Secondly, the source of the income received from Mr Leow’s service rendered needs to be identified for it to be taxed appropriately. To the extent of the information given, the contract was made (place of contract made unknown) between Mr Leow and the Independent Foreign Company and that the service was rendered in Somalia. The source of income can be determined from either which signing of the contract took place or the place where he rendered his service. From the information given, it is unclear where the signing of the contract took place. But it is evident that Mr Leow rendered his service as an engineer in Somalia. If the skill level of Mr Leow’s carrying job title and that the job requires highly skilled engineers, the place where the contract was made will be relevant in deciding the source of income. Otherwise, where the service was rendered will become relevant. If Mr Leow’s providing a highly skilled service, the place where he made the contract will determine his source of income. From the information given, it is likely that Mr Leow signed the contract in Australia when he received the offer in June 2010. Therefore, the source of income is from Australia and shall be taxed accordingly. Otherwise, the place where he performed such work will determine his source of income. Since Mr Laow rendered his service in Somalia, the source of income is from foreign grounds and the income will be tax accordingly.
Thirdly, there is a possibility of Mr Leow’s income being listed as an exempt income. The s23AG lists several circumstances which determine whether an income is exempted or isn’t exempted. This is a critical step to find out if Mr Leow is liable to be taxed on the amount he received during his service in Somalia. In s23AG(1) points out if a tax payer conducts service overseas for not less than 91days, the income earned is exempt. Under this section Mr Leow’s income will be exempt as Mr Leow was continuously in Somalia from 1 August 2010 to 14 November 2010 (135days excluding end date). S23AG(6) further explains the meaning of ‘engaged in foreign services’ which says the duration measured should only be between the date Mr Leow started his service and finish his service. The information given is not clear as to when Mr Leow has actually started and finished his service while he was in Somalia. There are several conditions which allow or disallow exemptions even when it is allowed in s23AG(1). S23AG(1AA) and s23AG(2) lists the conditions for exemptions and non-exemptions of income. Mr Leow will need to prove that he does meet all the conditions that his income is exempt. From research, it is shown that Somalia does not have Double Tax Agreement with Australia. Somalia does have an income tax system but does not specify that foreigner who renders service there is also taxed on income. If Mr Leow has paid income tax for the amount he received, then Mr Leow will most likely not liable to pay tax in Australia for his income made from Somalia. If Mr Leow didn’t pay income tax, then Mr Leow is most likely liable to pay income tax for the money earned in Somalia.
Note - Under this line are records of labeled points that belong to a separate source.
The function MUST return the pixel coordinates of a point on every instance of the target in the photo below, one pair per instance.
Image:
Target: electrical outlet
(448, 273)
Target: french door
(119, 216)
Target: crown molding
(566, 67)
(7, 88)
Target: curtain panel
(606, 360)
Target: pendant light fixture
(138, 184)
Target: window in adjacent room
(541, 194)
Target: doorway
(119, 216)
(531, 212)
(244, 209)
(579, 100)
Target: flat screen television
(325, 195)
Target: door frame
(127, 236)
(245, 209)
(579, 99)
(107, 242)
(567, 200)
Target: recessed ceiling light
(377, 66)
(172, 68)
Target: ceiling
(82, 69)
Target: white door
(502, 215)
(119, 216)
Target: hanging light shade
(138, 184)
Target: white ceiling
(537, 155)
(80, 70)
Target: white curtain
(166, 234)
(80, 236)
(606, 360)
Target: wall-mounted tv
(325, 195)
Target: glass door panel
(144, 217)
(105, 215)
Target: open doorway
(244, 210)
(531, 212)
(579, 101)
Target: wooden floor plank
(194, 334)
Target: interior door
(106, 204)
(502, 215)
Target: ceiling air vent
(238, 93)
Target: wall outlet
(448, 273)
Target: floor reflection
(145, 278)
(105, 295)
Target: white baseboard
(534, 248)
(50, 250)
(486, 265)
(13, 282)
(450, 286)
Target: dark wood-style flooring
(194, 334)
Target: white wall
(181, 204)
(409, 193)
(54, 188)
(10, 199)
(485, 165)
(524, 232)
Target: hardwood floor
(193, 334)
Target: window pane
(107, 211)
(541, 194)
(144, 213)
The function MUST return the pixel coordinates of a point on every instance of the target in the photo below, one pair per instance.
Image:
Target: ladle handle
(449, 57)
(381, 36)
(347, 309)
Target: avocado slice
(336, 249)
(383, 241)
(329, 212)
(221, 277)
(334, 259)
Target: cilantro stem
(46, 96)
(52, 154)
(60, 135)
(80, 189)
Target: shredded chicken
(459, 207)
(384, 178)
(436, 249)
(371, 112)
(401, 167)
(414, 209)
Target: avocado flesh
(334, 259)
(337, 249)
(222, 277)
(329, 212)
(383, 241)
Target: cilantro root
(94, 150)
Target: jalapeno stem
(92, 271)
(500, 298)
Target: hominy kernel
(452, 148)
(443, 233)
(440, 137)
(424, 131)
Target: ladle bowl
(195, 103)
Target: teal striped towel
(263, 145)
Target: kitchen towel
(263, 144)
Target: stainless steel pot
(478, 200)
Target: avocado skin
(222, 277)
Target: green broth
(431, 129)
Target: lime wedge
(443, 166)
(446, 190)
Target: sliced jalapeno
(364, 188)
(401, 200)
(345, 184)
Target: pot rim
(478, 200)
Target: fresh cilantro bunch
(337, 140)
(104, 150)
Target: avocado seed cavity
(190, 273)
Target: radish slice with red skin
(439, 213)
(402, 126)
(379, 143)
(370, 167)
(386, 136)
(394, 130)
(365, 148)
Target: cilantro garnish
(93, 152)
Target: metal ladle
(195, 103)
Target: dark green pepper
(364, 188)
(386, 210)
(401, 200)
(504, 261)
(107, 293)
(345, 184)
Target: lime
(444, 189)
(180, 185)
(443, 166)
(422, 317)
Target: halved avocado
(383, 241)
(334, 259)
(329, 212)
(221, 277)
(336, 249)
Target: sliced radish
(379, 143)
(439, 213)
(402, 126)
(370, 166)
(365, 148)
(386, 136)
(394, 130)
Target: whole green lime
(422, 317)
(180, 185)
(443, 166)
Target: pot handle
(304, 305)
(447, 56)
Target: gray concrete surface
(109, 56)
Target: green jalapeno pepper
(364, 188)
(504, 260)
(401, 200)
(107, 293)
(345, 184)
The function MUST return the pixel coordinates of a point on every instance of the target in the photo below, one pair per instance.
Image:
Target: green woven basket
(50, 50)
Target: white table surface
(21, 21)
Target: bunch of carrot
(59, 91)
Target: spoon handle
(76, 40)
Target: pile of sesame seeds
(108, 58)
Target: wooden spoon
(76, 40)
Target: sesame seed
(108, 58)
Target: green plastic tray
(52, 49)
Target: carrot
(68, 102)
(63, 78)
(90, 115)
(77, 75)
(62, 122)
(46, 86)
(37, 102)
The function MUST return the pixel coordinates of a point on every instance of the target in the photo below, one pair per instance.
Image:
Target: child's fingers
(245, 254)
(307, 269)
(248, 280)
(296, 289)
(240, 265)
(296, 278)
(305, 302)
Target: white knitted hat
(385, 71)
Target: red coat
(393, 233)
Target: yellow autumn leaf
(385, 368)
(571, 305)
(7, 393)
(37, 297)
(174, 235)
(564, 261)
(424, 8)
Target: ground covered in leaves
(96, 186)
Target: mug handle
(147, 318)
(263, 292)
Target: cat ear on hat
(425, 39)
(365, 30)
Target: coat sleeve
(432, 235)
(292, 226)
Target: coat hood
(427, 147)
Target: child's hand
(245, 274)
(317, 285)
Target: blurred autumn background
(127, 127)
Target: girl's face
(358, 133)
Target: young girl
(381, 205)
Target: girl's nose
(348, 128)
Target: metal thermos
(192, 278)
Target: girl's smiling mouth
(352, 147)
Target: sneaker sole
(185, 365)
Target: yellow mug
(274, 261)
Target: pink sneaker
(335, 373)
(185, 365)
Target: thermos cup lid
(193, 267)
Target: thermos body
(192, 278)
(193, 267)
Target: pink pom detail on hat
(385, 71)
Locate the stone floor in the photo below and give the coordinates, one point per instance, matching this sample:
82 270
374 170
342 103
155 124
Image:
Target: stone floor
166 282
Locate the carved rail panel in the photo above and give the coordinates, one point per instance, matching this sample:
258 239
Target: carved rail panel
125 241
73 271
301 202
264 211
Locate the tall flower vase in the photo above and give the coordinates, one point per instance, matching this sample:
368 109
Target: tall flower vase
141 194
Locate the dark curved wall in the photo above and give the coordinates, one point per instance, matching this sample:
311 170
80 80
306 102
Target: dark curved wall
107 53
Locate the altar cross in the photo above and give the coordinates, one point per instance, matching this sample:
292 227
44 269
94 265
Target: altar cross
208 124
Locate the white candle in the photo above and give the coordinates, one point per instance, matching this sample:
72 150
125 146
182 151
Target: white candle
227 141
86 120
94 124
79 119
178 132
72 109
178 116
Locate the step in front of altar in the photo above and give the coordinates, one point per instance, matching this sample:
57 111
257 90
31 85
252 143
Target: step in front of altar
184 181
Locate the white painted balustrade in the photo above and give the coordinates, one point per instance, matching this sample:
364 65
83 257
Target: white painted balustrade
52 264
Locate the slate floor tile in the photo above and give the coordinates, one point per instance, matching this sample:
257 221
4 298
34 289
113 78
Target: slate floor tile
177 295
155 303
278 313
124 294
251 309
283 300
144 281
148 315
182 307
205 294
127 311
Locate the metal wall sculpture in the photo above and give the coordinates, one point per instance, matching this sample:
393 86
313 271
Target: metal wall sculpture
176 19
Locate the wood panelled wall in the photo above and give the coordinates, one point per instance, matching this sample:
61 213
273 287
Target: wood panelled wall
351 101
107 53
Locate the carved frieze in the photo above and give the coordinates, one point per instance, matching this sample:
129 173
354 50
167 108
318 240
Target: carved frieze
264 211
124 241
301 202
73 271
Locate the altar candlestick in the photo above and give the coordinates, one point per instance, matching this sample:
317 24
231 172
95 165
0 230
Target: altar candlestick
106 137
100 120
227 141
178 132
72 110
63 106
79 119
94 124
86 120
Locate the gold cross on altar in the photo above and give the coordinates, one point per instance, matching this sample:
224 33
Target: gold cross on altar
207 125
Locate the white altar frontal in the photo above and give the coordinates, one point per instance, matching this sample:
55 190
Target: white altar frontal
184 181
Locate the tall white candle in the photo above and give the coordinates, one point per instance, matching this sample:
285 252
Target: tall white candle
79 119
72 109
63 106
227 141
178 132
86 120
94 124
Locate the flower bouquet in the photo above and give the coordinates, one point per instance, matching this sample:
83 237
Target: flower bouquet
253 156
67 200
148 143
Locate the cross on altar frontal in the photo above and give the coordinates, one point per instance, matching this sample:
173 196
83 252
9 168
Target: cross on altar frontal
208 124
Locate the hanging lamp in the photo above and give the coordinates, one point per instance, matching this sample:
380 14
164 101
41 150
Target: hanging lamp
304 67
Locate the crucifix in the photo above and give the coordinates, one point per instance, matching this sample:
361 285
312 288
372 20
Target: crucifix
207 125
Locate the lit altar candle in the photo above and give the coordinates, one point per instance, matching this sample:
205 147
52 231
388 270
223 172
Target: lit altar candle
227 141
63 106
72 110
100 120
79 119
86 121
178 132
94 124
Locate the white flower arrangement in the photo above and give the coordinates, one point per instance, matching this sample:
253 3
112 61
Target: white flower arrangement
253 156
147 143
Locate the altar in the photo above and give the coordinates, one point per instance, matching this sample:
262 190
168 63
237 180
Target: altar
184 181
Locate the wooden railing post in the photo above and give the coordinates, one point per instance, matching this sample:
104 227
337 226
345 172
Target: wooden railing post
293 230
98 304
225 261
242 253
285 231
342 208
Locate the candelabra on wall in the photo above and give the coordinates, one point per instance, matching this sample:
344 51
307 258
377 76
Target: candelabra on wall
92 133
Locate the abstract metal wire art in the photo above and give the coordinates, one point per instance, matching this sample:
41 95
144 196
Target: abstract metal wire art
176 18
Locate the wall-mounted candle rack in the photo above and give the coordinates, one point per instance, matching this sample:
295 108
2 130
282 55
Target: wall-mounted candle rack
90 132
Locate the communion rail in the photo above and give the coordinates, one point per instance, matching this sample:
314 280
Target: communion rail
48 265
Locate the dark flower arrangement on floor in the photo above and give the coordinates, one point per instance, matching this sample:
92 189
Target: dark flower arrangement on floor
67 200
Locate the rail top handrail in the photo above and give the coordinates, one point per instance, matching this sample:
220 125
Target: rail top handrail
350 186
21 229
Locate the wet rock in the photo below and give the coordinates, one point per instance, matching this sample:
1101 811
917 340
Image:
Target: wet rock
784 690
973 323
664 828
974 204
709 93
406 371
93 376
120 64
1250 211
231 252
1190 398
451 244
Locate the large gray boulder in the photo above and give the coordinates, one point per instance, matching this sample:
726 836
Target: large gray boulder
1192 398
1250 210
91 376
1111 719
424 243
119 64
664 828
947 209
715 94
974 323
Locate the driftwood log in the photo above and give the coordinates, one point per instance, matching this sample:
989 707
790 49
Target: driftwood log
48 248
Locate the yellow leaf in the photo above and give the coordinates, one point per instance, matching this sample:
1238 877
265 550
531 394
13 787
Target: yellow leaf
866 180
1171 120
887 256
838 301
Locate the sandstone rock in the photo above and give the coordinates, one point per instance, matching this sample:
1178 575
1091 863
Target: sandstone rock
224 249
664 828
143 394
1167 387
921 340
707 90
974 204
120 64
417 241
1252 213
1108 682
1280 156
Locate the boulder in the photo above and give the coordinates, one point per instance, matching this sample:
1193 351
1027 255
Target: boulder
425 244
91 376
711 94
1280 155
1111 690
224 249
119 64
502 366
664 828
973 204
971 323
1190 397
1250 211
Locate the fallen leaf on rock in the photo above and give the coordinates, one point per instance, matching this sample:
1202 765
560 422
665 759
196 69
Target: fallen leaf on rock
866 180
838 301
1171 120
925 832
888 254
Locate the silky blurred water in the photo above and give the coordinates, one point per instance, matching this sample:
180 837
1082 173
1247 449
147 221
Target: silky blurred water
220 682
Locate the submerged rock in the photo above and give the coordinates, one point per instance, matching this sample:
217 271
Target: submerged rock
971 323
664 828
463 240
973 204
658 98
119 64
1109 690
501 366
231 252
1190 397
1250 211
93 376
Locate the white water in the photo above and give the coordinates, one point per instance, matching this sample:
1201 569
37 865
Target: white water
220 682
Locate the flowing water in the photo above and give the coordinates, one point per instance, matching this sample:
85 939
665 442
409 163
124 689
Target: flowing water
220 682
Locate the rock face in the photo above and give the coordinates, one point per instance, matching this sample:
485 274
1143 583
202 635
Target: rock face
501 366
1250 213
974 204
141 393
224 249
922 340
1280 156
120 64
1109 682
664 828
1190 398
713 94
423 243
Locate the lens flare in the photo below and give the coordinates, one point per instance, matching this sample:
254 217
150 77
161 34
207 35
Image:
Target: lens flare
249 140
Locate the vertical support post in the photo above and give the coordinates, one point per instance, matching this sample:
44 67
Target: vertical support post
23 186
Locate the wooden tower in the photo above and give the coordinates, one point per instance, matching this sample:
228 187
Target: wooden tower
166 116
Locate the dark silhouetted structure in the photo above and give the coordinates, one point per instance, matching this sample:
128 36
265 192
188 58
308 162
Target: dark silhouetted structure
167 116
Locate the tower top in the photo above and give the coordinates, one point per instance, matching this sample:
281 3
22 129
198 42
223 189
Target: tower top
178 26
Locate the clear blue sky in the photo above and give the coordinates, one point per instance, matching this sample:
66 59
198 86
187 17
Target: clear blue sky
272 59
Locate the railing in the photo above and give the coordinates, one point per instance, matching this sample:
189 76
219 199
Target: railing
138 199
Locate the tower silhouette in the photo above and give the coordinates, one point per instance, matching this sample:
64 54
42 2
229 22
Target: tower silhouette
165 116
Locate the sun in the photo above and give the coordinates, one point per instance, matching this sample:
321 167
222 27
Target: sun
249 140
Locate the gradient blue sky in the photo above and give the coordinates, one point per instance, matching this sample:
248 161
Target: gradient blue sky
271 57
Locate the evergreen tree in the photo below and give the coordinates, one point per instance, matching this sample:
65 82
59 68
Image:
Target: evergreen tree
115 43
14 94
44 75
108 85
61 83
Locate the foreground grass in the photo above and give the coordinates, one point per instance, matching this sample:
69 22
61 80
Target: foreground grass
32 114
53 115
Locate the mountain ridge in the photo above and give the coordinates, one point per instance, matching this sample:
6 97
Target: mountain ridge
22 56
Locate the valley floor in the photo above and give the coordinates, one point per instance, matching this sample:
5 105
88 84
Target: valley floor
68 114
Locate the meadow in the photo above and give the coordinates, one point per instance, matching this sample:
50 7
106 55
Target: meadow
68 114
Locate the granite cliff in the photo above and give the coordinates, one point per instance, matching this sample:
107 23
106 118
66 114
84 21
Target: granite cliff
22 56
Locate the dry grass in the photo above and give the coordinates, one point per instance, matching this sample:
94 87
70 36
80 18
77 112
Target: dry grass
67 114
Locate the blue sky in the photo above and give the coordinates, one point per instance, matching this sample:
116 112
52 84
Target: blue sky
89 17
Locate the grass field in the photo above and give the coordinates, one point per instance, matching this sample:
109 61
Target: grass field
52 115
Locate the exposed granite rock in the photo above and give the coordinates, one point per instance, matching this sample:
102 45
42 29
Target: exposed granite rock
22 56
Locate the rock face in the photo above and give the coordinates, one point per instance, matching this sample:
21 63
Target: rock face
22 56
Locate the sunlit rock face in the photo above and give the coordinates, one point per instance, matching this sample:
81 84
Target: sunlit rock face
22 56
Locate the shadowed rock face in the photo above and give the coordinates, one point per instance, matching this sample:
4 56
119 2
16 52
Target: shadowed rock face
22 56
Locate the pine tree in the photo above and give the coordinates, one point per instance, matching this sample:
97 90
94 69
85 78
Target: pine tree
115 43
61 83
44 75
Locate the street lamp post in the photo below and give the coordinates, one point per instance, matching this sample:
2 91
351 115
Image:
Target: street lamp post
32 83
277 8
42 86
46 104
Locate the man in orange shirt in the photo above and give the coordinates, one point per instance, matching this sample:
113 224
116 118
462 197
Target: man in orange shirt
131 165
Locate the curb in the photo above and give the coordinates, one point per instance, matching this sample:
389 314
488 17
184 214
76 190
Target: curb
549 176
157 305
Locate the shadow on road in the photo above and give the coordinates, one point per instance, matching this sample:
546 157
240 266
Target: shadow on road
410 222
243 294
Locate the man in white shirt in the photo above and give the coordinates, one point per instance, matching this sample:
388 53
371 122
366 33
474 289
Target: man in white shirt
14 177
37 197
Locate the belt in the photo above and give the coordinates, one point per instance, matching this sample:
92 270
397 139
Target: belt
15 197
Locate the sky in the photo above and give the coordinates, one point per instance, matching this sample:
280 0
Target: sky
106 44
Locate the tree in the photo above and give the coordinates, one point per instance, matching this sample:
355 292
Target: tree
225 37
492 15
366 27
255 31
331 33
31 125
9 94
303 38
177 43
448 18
By Looking at the sections, legislations and cases, matching them and comparing it with Mr Leow’s case, it is reasonable to believe Mr Leow is a resident of Australia during the period he was in Somalia assuming he had intentions to come back; it is reasonable to believe the source of income was foreign as the services were conducted in Somalia; and under the s23AG, it is reasonable to believe that the income earned overseas most likely be exempt under s23AG(1).